I didn’t like the implications one bit. “The squirrel was a sacrifice. Sage was trying to summon something.”
“With LEGOs and a squirrel?” asked Ronnie.
“Maybe he was trying to summon something very small,” said Jenny.
“Or maybe he—or whatever else might be working through him—was trying to recreate something he saw when he took these.” I picked up the bag with the two pills. “I’ll be in my workshop figuring out what the hell they are.”
· · ·
I spent most of the day studying the pills.
When my eyes got too tired, I set the two pills on a silver plate and turned my attention back to my book.
Specifically, to the work of Nabu-rihtu-usur.
His writing was more than just a spellbook; it was a firsthand account of his attempted uprising against Ashur-etil-ilani, around 630 BC or so.
During his failed rebellion, in addition to a small army of scorpion-men, Nabu-rihtu-usur had conjured what wizards today would call a Class III Elemental Marsh Slug.
I turned the page. The drawing of Nabu-rihtu-usur’s summoning spellwork was crude, but there was a clear triangular shape, just like Annette had described seeing in Sage’s room.
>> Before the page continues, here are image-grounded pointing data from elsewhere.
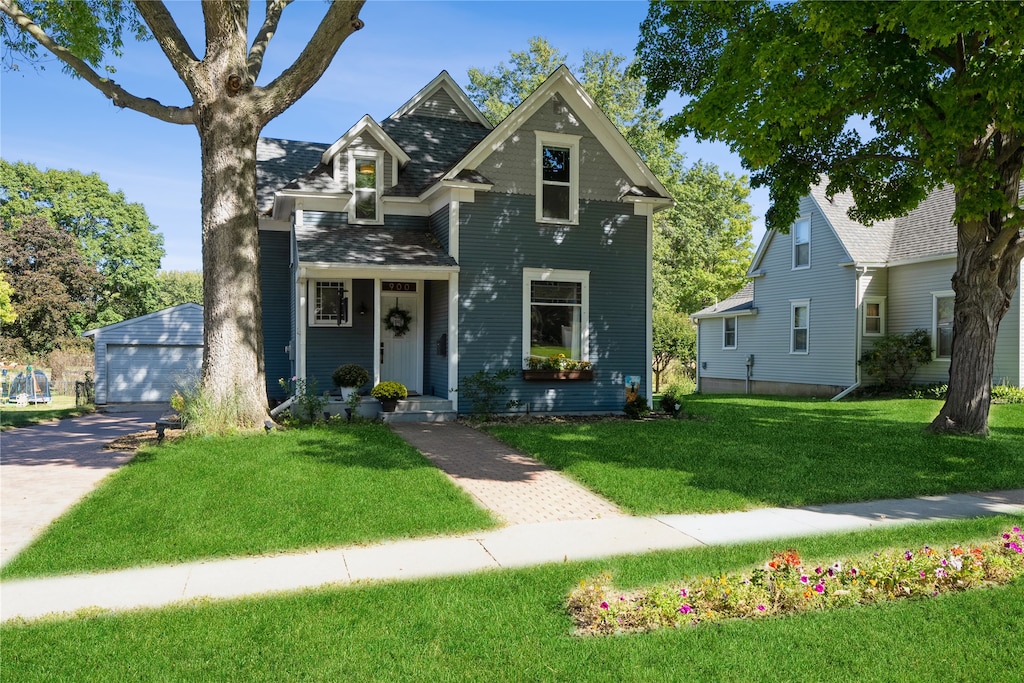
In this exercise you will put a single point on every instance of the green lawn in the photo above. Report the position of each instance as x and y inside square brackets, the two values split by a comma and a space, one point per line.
[511, 626]
[247, 495]
[61, 407]
[752, 452]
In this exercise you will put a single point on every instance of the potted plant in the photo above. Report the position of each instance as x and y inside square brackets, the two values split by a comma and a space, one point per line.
[388, 393]
[349, 377]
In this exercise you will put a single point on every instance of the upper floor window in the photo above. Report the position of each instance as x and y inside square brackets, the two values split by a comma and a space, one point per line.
[365, 173]
[557, 178]
[331, 303]
[801, 324]
[728, 333]
[942, 324]
[802, 244]
[875, 316]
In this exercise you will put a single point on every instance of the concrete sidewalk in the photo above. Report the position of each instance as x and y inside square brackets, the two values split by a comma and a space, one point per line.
[517, 546]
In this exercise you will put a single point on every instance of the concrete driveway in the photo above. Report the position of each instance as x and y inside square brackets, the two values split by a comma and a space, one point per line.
[45, 469]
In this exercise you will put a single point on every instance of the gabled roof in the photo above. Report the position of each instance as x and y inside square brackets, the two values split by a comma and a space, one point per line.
[164, 312]
[442, 82]
[366, 125]
[563, 83]
[739, 303]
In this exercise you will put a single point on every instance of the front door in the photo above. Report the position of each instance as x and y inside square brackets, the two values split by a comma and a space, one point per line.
[401, 334]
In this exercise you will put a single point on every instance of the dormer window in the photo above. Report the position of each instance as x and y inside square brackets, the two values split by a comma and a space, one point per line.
[557, 178]
[365, 180]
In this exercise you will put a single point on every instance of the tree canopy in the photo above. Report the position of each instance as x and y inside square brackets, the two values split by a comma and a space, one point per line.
[114, 236]
[229, 105]
[886, 99]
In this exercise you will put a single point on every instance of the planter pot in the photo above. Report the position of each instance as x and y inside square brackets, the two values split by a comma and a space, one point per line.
[558, 375]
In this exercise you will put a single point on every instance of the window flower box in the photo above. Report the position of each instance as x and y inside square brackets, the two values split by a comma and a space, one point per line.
[558, 375]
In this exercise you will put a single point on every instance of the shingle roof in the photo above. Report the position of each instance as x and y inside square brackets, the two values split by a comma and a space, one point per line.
[928, 230]
[279, 162]
[864, 244]
[433, 145]
[740, 301]
[369, 246]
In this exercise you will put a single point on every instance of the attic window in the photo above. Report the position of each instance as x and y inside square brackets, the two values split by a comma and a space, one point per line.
[365, 181]
[557, 178]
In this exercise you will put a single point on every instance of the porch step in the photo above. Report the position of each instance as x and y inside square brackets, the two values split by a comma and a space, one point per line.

The individual symbols had a reality-defying element: parallel lines came together, and shapes dissolved into meaningless, disparate lines if you looked too closely.
Nabu-rihtu-usur wrote of nausea and nightmares following the conjuration. Many who witnessed the creature’s rampage were driven mad. He also mentioned sacrificing fattened bulls and a gazelle.
“That’s not right,” I muttered. Elemental marsh slugs were simple creatures with simple appetites. They didn’t care about living sacrifices. You could hook one with a simple pile of overripe fruit. And while they were ugly little worms, they certainly weren’t horrible enough to cause madness.
“You believe he conjured something else.” Margaret’s presence was a welcome surprise. We hadn’t had much time to talk since leaving the bed and breakfast.
Her words were faint. She couldn’t reach far beyond her van.
“Spying on me?” I asked, my words deliberately light and teasing.
“Just checking your progress. I can go, if you’d prefer. I didn’t mean to violate your privacy.”